ミリタリーの古着は、量販のリユースチェーンよりも、軍モノを専門に扱う個店で探すほうが満足度の高い買い物になります。実物の払い下げ品やデッドストックは、どこで仕入れ、どんな目で選んでいるかで品ぞろえがまるで変わるため、買い付けに店の個性がにじむ専門店や、ミリタリーに強い独立系の古着屋に足を運ぶ価値があります。この記事では、大型チェーンではなく、上野・中野・高円寺に根を張る非チェーンの名店を中心に、本物の軍モノとヴィンテージが見つかる店を紹介します。住所と営業時間もまとめましたが、個人経営の店は営業日が変わりやすいため、訪問前に各店の最新情報を確認してから出かけてください。
ミリタリー古着を専門店で買う理由
ミリタリーウェアには、実際に軍で支給された実物、放出された払い下げ品、そして当時の仕様を再現したレプリカという三つの層があります。専門店の強みは、この区別を踏まえたうえで状態や年代を見極め、本物を選び抜いて並べているところにあります。同じM-65フィールドジャケットでも、年代や製造の仕様によって素材やシルエットが異なり、価値も変わります。こうした違いを店主に尋ねながら選べるのが、専門店ならではの楽しみです。

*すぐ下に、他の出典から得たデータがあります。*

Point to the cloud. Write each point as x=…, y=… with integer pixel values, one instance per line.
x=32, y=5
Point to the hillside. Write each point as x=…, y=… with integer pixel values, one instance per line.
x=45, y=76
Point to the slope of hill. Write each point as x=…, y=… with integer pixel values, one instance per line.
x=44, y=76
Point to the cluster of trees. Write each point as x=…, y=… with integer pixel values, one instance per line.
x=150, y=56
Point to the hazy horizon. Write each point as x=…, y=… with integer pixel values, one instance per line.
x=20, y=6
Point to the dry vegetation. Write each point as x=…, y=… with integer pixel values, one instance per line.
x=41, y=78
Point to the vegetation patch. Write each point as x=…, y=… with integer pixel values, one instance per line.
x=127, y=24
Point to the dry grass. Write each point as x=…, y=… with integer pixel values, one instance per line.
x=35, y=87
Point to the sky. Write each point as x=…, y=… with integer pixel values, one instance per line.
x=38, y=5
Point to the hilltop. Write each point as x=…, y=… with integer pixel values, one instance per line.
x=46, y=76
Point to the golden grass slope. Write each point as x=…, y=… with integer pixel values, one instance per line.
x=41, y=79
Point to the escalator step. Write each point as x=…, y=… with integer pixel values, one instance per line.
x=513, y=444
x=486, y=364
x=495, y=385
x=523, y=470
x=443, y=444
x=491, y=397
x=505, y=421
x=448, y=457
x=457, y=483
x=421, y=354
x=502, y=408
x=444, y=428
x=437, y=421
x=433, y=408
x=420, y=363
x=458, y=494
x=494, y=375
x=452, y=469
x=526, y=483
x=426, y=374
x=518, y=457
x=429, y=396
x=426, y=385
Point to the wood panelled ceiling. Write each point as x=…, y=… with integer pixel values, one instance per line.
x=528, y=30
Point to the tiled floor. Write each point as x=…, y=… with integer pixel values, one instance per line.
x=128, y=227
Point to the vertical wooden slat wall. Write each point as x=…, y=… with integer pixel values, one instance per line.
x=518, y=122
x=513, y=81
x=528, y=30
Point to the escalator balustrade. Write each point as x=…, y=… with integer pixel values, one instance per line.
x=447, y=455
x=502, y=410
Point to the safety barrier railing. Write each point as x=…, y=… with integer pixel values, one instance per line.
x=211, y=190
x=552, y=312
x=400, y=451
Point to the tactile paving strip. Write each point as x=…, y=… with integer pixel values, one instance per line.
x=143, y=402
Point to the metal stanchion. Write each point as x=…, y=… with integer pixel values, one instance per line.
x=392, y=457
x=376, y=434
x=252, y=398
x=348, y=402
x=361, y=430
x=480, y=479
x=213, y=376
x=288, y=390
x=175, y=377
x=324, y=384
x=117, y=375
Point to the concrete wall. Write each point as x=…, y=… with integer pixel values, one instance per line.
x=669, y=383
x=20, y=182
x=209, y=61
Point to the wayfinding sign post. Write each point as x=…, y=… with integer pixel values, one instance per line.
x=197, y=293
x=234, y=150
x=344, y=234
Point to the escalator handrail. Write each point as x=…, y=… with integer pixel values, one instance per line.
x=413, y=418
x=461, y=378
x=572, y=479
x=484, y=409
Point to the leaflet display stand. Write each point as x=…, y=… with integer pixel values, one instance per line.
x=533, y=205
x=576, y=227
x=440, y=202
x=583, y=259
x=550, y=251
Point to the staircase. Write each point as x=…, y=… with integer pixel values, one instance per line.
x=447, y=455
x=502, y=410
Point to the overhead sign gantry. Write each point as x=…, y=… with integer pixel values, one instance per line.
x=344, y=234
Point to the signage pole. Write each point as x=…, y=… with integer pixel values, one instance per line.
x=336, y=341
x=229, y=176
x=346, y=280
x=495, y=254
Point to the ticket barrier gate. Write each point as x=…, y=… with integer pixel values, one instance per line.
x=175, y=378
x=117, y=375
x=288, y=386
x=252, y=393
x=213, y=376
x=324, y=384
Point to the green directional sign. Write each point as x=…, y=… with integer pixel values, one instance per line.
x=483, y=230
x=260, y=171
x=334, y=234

量販のリユース店は物量と価格の手頃さが魅力ですが、ミリタリーに関しては実物の知識や年代の裏づけまでは期待しにくい面があります。本気で軍モノを探すなら、まずは専門店や軍モノに強い古着屋で相場観と本物の質感を身につけ、そのうえで掘り出し物を狙うのが近道です。東京では上野、中野、高円寺がその拠点になります。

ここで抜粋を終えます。